Schultz and Andreatos are now co-captains and they continue to work hard to make the HPU rowing program a success.
“Starting a team requires lots of dedication, good communication skills, persistence, patience, and team work,” said Schultz.
Schultz also added that both captains dedicate, on average, between 17 and 25 hours per week to the rowing team.
The entire team’s dedication and commitment to training is not hard to miss. Even just by looking at their rigorous practice schedule, one can see that the time commitment required for this sport is exceptional.
One practice is held each morning, and one is held each evening (team members can choose which of the two to attend). Additionally, occasional “roga” night sessions are held for team members. “Roga” is yoga geared toward rowers, and it is taught by senior Christine Vilasi.
Individual meetings with Coach Cory Conzemius are also held for team members to use rowing machines. Practices are being held indoors right now due to the winter weather, but as soon as the weather improves, regular land and water practices outside will resume.
While there are a few experienced rowers on the team, many of the team members are beginners.
“I joined the rowing team by accident, really,” said freshman Mackie Quirk. “I have never rowed before, but one of the captains during the activities fair said that I would be good at it, so I attended the interest meeting, and one could say that it was sort of love at first sight.”

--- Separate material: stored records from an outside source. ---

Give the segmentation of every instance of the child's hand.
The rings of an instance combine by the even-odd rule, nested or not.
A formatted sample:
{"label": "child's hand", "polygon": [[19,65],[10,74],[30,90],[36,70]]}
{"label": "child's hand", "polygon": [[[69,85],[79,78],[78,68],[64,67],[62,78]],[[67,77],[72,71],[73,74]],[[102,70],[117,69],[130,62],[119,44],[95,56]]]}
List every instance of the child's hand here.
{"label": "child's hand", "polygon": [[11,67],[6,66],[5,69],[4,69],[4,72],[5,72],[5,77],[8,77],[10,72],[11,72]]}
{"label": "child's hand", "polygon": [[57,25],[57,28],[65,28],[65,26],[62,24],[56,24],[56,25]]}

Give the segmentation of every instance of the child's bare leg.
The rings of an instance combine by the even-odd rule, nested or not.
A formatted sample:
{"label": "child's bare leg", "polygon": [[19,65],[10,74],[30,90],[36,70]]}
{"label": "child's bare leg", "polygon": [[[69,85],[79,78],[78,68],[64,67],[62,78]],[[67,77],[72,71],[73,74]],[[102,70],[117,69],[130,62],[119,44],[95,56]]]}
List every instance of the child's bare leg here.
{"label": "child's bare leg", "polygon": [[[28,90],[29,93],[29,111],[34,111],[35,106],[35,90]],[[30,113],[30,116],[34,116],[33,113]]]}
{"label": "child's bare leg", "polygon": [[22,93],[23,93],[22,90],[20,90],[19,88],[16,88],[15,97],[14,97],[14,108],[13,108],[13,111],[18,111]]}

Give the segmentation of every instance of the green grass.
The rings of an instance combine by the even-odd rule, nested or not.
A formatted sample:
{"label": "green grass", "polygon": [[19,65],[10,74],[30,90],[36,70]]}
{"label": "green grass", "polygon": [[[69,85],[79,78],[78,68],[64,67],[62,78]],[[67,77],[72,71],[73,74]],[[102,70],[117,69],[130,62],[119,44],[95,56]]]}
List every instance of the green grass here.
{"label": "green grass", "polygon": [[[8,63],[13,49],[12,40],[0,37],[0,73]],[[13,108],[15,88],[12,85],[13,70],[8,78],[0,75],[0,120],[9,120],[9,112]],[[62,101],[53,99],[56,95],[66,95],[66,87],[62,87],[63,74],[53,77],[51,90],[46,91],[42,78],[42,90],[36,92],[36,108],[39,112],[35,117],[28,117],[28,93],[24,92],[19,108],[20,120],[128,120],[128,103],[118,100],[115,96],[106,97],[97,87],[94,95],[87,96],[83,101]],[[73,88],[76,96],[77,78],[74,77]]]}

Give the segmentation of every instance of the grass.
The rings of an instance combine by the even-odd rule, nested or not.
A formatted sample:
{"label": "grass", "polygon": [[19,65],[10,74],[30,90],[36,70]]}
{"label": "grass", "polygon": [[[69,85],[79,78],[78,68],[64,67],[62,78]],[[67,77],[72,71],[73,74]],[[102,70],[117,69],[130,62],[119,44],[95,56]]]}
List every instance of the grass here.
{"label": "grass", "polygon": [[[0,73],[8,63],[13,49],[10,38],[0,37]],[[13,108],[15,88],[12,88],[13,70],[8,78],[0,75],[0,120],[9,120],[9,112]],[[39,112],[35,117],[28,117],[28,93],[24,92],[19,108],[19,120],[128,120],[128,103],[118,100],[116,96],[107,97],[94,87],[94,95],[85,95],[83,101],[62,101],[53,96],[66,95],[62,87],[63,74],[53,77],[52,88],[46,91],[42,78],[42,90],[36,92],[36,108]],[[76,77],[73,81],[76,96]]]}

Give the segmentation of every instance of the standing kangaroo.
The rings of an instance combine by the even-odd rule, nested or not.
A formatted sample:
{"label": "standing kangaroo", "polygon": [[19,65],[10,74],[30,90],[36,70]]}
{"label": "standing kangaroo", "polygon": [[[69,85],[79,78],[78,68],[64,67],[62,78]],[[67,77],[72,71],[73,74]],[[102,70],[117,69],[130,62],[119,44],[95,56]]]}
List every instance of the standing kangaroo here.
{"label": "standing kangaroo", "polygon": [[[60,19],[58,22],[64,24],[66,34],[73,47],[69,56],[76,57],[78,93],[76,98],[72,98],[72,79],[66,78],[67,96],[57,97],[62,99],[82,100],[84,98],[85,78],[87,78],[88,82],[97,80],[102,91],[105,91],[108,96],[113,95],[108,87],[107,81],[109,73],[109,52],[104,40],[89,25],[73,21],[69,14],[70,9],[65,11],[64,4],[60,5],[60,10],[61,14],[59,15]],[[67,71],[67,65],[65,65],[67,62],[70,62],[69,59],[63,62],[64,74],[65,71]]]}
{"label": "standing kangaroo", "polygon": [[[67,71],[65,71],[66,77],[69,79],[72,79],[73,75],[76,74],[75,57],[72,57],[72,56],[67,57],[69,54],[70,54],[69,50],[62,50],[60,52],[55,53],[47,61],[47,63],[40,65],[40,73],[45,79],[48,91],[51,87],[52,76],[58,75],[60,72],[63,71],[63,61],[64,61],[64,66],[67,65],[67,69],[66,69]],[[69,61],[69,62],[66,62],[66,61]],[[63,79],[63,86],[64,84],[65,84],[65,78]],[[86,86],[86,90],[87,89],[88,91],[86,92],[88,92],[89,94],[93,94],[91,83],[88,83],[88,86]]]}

During the fall semester, the team primarily worked on gaining members, introducing the new rowers to the sport and getting in shape for competition season. This spring, the team will host a duel with nearby Wake Forest University and will then travel to four other races.
In addition, the team is planning to travel to Florida to row over spring break, according to Schultz.
“This will give us the opportunity to grow closer as a team and to become more competitive,” said Schultz.
Members of the HPU Rowing Team compete in boats called “eights” and “fours.” “Eights” are boats made for eight rowers plus a “cox,” with a “cox” being the person who steers the boat and encourages the rest of the team. “Fours” simply hold four rowers plus a cox. Currently, the team owns one of each of these boats, but they recently purchased more and expect to see them soon.
Overall, the team has accomplished an amazing amount of work in the past year. “I personally am so proud of every single person on the team because they have all worked so hard to come as far as they have,” said Schultz.
“I love the team,” added Quirk. “The smiles at 6:30 in the morning, the laughs, the determination and courage that we all carry with us in every inch we row.”